5 Technical validation

Each dataset was subject to quality control (qc). Suspicious and bad values were not removed from the published raw dataset. Instead, the complementary qc variable was created that holds flag values describing each individual parameter value. The flag values are defined by the OceanSITES Data Format Reference Manual v1.4 (OceanSITES, 2020). Flag may take the values 0, 1, 2, 3, 4, 7, 8, or 9 that are defined as “unknown”, “good_data”, “probably_good_data”, “potentially_correctable bad_data”, “bad_data”, “nominal_value”, “interpolated_value”, and “missing_value”, respectively. Suspicious and bad values were flagged as potentially_correctable bad_data (3) and bad_data (4), respectively.

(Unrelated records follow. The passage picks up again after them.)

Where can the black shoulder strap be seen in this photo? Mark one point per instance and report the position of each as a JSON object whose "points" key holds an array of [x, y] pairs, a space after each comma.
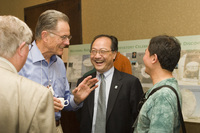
{"points": [[178, 103]]}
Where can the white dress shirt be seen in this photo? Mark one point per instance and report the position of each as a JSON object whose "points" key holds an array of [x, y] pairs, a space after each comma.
{"points": [[108, 78]]}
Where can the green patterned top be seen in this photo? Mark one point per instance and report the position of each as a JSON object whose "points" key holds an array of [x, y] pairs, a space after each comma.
{"points": [[159, 114]]}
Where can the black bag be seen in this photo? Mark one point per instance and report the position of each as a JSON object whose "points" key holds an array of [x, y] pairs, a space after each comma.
{"points": [[143, 100]]}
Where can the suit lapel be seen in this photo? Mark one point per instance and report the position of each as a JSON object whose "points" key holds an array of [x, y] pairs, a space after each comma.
{"points": [[114, 90], [91, 99]]}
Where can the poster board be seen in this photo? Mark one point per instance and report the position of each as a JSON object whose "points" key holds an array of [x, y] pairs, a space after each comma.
{"points": [[187, 72]]}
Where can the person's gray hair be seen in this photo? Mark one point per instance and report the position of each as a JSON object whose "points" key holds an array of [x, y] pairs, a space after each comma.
{"points": [[13, 32], [48, 21]]}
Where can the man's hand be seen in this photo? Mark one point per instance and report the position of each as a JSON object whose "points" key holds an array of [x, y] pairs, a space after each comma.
{"points": [[57, 104], [84, 89]]}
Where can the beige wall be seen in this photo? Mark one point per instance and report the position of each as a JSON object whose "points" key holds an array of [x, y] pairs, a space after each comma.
{"points": [[139, 19], [16, 7], [129, 19]]}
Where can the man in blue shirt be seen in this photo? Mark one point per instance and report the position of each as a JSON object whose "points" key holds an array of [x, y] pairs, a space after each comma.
{"points": [[52, 34]]}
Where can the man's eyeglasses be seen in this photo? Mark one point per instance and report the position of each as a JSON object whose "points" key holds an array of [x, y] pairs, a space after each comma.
{"points": [[64, 37], [30, 45], [101, 52]]}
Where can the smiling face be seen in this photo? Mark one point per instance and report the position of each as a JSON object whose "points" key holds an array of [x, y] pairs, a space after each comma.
{"points": [[102, 61], [55, 43]]}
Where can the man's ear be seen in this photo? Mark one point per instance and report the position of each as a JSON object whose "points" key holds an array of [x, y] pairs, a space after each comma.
{"points": [[44, 35], [21, 49], [115, 55], [154, 58]]}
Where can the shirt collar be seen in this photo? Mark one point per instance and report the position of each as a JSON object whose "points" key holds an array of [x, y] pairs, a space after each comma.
{"points": [[37, 55], [7, 65]]}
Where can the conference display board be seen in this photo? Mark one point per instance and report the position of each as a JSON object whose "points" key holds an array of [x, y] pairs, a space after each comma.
{"points": [[187, 71]]}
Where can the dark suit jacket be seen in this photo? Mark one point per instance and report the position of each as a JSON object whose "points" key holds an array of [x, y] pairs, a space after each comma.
{"points": [[121, 108]]}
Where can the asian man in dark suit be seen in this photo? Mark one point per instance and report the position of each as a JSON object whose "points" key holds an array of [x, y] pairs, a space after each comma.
{"points": [[122, 92]]}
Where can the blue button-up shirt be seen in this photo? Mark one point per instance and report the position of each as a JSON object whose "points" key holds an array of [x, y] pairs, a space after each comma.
{"points": [[53, 73]]}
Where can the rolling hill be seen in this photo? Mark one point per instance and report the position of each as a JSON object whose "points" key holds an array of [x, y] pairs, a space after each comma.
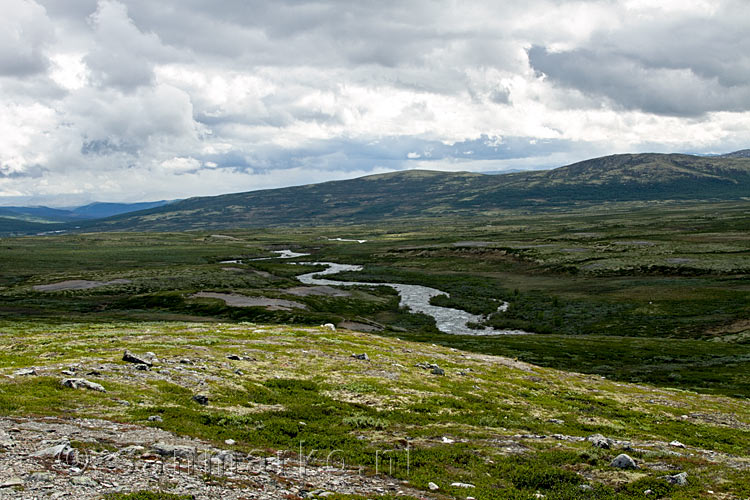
{"points": [[419, 193]]}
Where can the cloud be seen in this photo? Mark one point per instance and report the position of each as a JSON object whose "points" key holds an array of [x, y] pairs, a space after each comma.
{"points": [[25, 34]]}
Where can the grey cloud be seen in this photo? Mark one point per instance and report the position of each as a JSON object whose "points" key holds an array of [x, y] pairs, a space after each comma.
{"points": [[630, 84]]}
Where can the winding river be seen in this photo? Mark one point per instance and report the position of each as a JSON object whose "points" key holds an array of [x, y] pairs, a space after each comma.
{"points": [[416, 298]]}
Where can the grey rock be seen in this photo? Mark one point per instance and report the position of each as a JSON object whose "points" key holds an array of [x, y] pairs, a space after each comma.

Contrary to the published raw dataset, this paper presents the quality-controlled data. Data flagged as potentially_correctable bad_data, bad_data, and missing_value were excluded from the plots presented in this paper.

ADCP quality control was based on the quality-control procedures from Garel et al. (2016). To ensure that no data subject to site lobe interference are shared, the upper 10 % of the data was flagged as bad_data. Further, the sea surface was detected by locating the cells with a difference among adjacent values greater than three and flagged as bad accordingly. This criterion was restricted to cells above the 14th cell (100 m) to prevent misinterpretation of the surface. Cells above and the cell immediately below were flagged as bad_data. Furthermore, if two or more beams with cells featuring a difference among adjacent bins in echo intensity of > 30 and/or with three or more out of four beams with correlation magnitude values lower than 64 counts were also flagged as bad_data. Temperature was controlled according to SeaDataNet guidelines (see above), and pressure was assessed via visual inspection.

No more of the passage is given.